Remarkably, the MiG-21F-13 was also pressed into action by the Israelis in the 1967 conflict, at a time when the Israeli Air Force needed every serviceable aircraft it could lay its hands on. Repainted in high-visibility Israeli markings, it was armed with Israeli-made Shafrir air-to-air missiles. The jet stood on quick reaction alert duty at Hatzor, but Israeli accounts suggest it was never scrambled.
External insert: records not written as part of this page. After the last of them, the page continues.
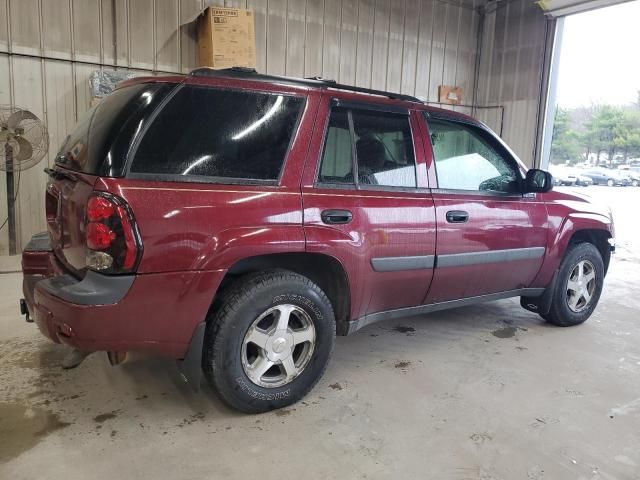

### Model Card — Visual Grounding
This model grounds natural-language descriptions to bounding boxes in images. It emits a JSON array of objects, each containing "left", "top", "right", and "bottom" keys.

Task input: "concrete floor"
[{"left": 0, "top": 187, "right": 640, "bottom": 480}]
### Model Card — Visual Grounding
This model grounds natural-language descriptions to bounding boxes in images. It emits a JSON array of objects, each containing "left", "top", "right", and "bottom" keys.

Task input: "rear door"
[
  {"left": 303, "top": 94, "right": 435, "bottom": 318},
  {"left": 425, "top": 115, "right": 547, "bottom": 303}
]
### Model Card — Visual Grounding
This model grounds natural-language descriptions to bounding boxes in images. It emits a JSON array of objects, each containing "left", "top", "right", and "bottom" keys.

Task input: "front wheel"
[
  {"left": 543, "top": 243, "right": 604, "bottom": 327},
  {"left": 203, "top": 270, "right": 336, "bottom": 413}
]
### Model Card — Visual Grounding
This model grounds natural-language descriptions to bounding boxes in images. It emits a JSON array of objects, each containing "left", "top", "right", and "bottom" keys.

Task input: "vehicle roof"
[{"left": 117, "top": 67, "right": 480, "bottom": 123}]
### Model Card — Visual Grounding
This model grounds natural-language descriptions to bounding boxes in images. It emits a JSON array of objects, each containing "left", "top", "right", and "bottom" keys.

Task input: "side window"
[
  {"left": 131, "top": 86, "right": 304, "bottom": 181},
  {"left": 353, "top": 110, "right": 416, "bottom": 187},
  {"left": 318, "top": 108, "right": 416, "bottom": 187},
  {"left": 427, "top": 118, "right": 520, "bottom": 193},
  {"left": 318, "top": 108, "right": 354, "bottom": 184}
]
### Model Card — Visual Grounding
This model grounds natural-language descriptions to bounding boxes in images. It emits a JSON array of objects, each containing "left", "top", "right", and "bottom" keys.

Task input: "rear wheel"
[
  {"left": 203, "top": 270, "right": 335, "bottom": 413},
  {"left": 542, "top": 243, "right": 604, "bottom": 327}
]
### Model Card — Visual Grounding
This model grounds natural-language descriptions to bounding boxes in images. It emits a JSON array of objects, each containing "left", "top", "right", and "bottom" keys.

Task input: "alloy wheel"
[
  {"left": 241, "top": 304, "right": 316, "bottom": 388},
  {"left": 566, "top": 260, "right": 596, "bottom": 313}
]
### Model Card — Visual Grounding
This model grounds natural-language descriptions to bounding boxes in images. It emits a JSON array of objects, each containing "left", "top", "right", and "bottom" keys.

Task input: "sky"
[{"left": 557, "top": 0, "right": 640, "bottom": 108}]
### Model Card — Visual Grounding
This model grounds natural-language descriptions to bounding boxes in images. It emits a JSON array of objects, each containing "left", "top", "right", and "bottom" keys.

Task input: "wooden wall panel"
[
  {"left": 42, "top": 0, "right": 71, "bottom": 59},
  {"left": 71, "top": 0, "right": 102, "bottom": 63}
]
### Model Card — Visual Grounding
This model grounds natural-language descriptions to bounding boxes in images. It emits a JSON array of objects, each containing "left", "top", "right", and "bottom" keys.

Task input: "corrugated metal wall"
[
  {"left": 476, "top": 0, "right": 549, "bottom": 169},
  {"left": 0, "top": 0, "right": 542, "bottom": 254}
]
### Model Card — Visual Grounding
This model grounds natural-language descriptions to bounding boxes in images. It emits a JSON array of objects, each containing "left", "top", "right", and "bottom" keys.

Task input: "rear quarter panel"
[{"left": 95, "top": 88, "right": 320, "bottom": 276}]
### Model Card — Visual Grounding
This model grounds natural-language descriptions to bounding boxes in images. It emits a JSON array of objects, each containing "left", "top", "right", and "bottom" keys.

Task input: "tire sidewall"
[
  {"left": 209, "top": 276, "right": 335, "bottom": 412},
  {"left": 548, "top": 243, "right": 604, "bottom": 326}
]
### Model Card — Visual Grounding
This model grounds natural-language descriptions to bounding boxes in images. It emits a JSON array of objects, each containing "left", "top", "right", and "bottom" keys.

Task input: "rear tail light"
[{"left": 85, "top": 192, "right": 142, "bottom": 273}]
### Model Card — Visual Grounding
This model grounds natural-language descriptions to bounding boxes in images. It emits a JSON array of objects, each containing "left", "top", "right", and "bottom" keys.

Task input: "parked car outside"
[
  {"left": 618, "top": 165, "right": 640, "bottom": 187},
  {"left": 549, "top": 165, "right": 578, "bottom": 186},
  {"left": 549, "top": 165, "right": 593, "bottom": 187},
  {"left": 582, "top": 167, "right": 631, "bottom": 187},
  {"left": 21, "top": 69, "right": 614, "bottom": 412}
]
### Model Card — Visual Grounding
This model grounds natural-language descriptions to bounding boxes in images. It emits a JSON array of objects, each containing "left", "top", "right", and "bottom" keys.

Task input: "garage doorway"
[{"left": 540, "top": 0, "right": 640, "bottom": 172}]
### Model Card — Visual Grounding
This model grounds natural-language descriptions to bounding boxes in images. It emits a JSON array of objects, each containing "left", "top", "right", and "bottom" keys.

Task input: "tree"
[
  {"left": 551, "top": 108, "right": 580, "bottom": 163},
  {"left": 614, "top": 110, "right": 640, "bottom": 162},
  {"left": 583, "top": 105, "right": 623, "bottom": 165}
]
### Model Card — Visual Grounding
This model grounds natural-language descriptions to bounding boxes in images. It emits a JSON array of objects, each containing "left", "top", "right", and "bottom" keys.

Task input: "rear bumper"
[{"left": 23, "top": 232, "right": 225, "bottom": 358}]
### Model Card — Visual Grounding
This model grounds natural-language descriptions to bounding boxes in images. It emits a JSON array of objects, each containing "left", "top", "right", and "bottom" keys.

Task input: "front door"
[
  {"left": 425, "top": 114, "right": 547, "bottom": 303},
  {"left": 303, "top": 93, "right": 435, "bottom": 319}
]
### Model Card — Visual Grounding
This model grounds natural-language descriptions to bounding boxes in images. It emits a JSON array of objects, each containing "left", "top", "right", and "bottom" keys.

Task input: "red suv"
[{"left": 21, "top": 69, "right": 613, "bottom": 412}]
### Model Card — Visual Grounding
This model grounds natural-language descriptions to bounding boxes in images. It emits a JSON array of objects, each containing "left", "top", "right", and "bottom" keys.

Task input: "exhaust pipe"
[{"left": 107, "top": 351, "right": 127, "bottom": 367}]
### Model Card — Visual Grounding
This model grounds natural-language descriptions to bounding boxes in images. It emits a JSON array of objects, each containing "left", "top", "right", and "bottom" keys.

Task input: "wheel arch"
[
  {"left": 218, "top": 252, "right": 351, "bottom": 335},
  {"left": 565, "top": 228, "right": 612, "bottom": 275}
]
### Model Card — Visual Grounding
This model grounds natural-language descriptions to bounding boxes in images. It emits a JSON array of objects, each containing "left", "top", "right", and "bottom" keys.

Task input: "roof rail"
[{"left": 190, "top": 67, "right": 423, "bottom": 103}]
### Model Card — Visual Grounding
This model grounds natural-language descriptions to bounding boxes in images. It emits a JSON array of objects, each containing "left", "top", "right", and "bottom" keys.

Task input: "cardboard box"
[
  {"left": 198, "top": 7, "right": 256, "bottom": 68},
  {"left": 438, "top": 85, "right": 462, "bottom": 105}
]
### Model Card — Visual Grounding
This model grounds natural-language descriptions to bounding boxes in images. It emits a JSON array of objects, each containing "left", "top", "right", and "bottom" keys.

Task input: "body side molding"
[
  {"left": 436, "top": 247, "right": 545, "bottom": 268},
  {"left": 371, "top": 255, "right": 435, "bottom": 272},
  {"left": 347, "top": 288, "right": 545, "bottom": 335}
]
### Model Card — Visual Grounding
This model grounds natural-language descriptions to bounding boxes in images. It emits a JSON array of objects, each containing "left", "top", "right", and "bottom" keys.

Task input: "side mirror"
[{"left": 524, "top": 168, "right": 553, "bottom": 193}]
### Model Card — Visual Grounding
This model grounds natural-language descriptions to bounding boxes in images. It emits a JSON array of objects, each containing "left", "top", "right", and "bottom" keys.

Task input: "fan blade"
[
  {"left": 7, "top": 110, "right": 38, "bottom": 130},
  {"left": 15, "top": 137, "right": 33, "bottom": 162}
]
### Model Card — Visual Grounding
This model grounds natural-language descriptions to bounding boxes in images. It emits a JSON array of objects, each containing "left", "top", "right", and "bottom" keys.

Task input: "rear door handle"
[
  {"left": 447, "top": 210, "right": 469, "bottom": 223},
  {"left": 320, "top": 210, "right": 353, "bottom": 225}
]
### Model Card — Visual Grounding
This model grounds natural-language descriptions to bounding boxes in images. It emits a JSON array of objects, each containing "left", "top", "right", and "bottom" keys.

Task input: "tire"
[
  {"left": 540, "top": 243, "right": 604, "bottom": 327},
  {"left": 203, "top": 270, "right": 336, "bottom": 413}
]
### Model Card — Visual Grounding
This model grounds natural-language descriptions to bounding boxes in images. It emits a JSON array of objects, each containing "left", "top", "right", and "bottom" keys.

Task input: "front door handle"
[
  {"left": 320, "top": 210, "right": 353, "bottom": 225},
  {"left": 447, "top": 210, "right": 469, "bottom": 223}
]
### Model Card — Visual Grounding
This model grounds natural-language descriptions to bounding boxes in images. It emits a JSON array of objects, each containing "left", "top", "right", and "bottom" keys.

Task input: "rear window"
[
  {"left": 56, "top": 83, "right": 175, "bottom": 177},
  {"left": 130, "top": 86, "right": 304, "bottom": 181}
]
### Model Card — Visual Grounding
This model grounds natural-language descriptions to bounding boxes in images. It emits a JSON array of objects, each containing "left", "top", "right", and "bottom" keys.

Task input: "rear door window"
[
  {"left": 318, "top": 107, "right": 416, "bottom": 188},
  {"left": 130, "top": 85, "right": 304, "bottom": 182},
  {"left": 427, "top": 118, "right": 520, "bottom": 193}
]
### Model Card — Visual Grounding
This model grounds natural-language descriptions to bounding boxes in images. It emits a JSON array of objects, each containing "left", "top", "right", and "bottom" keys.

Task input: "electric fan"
[{"left": 0, "top": 105, "right": 49, "bottom": 255}]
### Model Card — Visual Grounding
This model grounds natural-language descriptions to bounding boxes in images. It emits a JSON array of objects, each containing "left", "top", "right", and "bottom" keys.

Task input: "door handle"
[
  {"left": 447, "top": 210, "right": 469, "bottom": 223},
  {"left": 320, "top": 210, "right": 353, "bottom": 225}
]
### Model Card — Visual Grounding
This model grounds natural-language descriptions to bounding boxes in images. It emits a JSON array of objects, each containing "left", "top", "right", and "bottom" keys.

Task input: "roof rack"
[{"left": 190, "top": 67, "right": 423, "bottom": 103}]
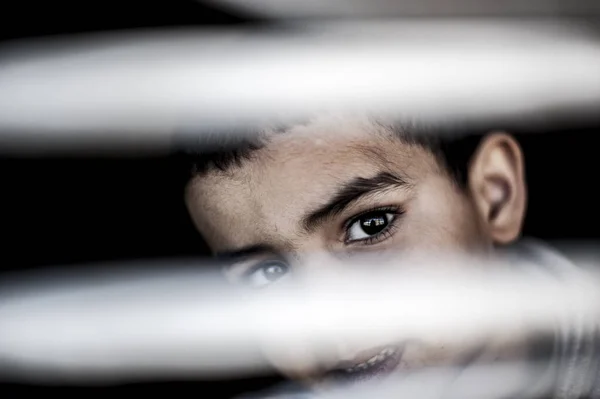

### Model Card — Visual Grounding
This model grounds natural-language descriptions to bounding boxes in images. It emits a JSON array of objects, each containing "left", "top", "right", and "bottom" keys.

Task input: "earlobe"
[{"left": 469, "top": 133, "right": 527, "bottom": 244}]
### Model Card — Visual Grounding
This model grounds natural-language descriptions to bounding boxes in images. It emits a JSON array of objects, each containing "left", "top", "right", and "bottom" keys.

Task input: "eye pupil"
[
  {"left": 263, "top": 263, "right": 287, "bottom": 281},
  {"left": 360, "top": 213, "right": 388, "bottom": 235}
]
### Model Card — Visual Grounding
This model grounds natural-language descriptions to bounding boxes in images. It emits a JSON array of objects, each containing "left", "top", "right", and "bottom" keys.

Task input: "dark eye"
[
  {"left": 346, "top": 211, "right": 396, "bottom": 242},
  {"left": 246, "top": 260, "right": 289, "bottom": 287}
]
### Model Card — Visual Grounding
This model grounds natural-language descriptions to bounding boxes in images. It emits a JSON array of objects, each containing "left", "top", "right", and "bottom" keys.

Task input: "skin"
[{"left": 186, "top": 116, "right": 526, "bottom": 386}]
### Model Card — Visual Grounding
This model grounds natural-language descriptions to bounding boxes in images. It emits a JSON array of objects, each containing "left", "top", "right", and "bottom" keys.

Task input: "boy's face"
[{"left": 186, "top": 117, "right": 525, "bottom": 390}]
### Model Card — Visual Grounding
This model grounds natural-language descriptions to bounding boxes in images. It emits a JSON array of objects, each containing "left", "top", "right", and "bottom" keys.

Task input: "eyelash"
[{"left": 343, "top": 207, "right": 404, "bottom": 245}]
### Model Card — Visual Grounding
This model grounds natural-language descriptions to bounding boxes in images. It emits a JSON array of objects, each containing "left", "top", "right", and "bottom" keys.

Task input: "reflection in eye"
[
  {"left": 346, "top": 210, "right": 397, "bottom": 243},
  {"left": 246, "top": 260, "right": 289, "bottom": 287}
]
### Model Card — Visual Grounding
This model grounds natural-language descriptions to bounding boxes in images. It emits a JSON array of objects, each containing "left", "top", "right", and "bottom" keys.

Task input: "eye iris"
[
  {"left": 263, "top": 263, "right": 287, "bottom": 281},
  {"left": 360, "top": 214, "right": 388, "bottom": 235}
]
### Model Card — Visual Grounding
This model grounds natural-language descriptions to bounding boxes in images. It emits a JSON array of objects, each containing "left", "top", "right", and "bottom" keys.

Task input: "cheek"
[{"left": 262, "top": 343, "right": 319, "bottom": 381}]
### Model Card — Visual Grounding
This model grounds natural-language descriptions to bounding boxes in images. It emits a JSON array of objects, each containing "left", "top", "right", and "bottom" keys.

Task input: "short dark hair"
[{"left": 182, "top": 119, "right": 489, "bottom": 187}]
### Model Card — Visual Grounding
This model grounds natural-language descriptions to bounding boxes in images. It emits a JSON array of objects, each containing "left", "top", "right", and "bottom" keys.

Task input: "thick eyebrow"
[
  {"left": 301, "top": 172, "right": 408, "bottom": 231},
  {"left": 215, "top": 244, "right": 276, "bottom": 261}
]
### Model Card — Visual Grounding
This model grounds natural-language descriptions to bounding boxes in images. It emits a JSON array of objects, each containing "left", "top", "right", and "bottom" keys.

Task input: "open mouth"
[{"left": 328, "top": 347, "right": 402, "bottom": 382}]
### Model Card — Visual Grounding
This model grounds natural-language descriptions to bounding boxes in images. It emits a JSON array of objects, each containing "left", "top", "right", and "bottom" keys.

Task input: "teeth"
[
  {"left": 381, "top": 348, "right": 396, "bottom": 357},
  {"left": 346, "top": 348, "right": 396, "bottom": 373}
]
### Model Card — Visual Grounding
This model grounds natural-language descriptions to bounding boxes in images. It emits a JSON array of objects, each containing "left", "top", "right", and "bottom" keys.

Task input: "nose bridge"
[{"left": 296, "top": 252, "right": 343, "bottom": 283}]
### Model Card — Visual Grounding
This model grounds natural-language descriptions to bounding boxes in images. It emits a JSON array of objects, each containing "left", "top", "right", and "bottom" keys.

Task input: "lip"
[{"left": 326, "top": 345, "right": 403, "bottom": 383}]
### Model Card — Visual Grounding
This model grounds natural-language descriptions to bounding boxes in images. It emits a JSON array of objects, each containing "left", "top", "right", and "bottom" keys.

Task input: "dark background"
[{"left": 0, "top": 0, "right": 600, "bottom": 397}]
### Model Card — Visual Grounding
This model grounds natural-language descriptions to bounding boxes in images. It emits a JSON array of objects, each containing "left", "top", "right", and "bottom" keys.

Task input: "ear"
[{"left": 469, "top": 133, "right": 527, "bottom": 244}]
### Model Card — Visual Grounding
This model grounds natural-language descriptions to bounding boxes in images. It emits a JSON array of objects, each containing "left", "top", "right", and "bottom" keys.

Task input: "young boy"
[{"left": 186, "top": 115, "right": 596, "bottom": 398}]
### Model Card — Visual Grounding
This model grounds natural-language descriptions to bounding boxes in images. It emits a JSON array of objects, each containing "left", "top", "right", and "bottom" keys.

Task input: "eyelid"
[{"left": 342, "top": 206, "right": 404, "bottom": 231}]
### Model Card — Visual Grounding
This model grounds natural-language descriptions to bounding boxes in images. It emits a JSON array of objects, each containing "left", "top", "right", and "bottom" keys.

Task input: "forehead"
[{"left": 187, "top": 117, "right": 439, "bottom": 251}]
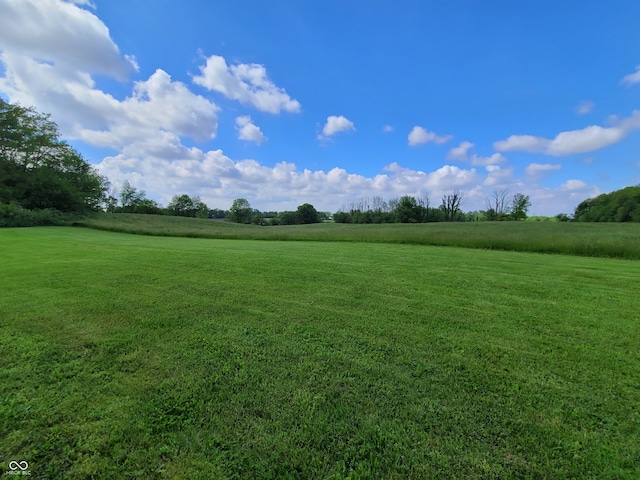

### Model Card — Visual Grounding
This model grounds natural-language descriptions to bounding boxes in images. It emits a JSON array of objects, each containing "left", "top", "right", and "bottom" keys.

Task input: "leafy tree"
[
  {"left": 510, "top": 193, "right": 531, "bottom": 220},
  {"left": 298, "top": 203, "right": 319, "bottom": 225},
  {"left": 441, "top": 191, "right": 463, "bottom": 222},
  {"left": 0, "top": 98, "right": 109, "bottom": 212},
  {"left": 573, "top": 185, "right": 640, "bottom": 222},
  {"left": 395, "top": 195, "right": 422, "bottom": 223},
  {"left": 279, "top": 212, "right": 300, "bottom": 225},
  {"left": 118, "top": 180, "right": 145, "bottom": 213},
  {"left": 167, "top": 194, "right": 209, "bottom": 218},
  {"left": 208, "top": 208, "right": 229, "bottom": 218},
  {"left": 228, "top": 198, "right": 253, "bottom": 223},
  {"left": 333, "top": 212, "right": 351, "bottom": 223}
]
As well as providing intelligence to the Israeli Air Force, the ex-Iraqi MiG-21 also took part in the Have Doughnut program in the United States, for which Israel loaned the jet for use by the Air Force Systems Command’s Foreign Technology Division. According to Steve Davies’ account in Red Eagles: America’s Secret MiGs, Israel agreed to the transfer only on the condition that the United States would sell it F-4 Phantom II fighter jets in return.
The “007” jet was active in the United States between January and April 1968, completing 102 flights and 77 flying hours, operating over Groom Lake, Nevada, using the designation YF-110. This clandestine program was a forerunner to Constant Peg, during which a variety of captured and acquired Soviet-made fighter jets were operated under extreme secrecy from Nevada’s Tonopah Test Range Airport in the late 1970s and 1980s.
While an aircraft painted to resemble the ex-Iraqi MiG-21 is now on display at the Israeli Air Force Museum in Hatzerim, very few details about the subsequent life of its pilot, Munir Redfa are available. Redfa, however, is known to have remained in Israel, where he died of a heart attack in “around 1998.”
On the other hand, much like James Bond himself, the legend of the “007” MiG-21 looks set to endure.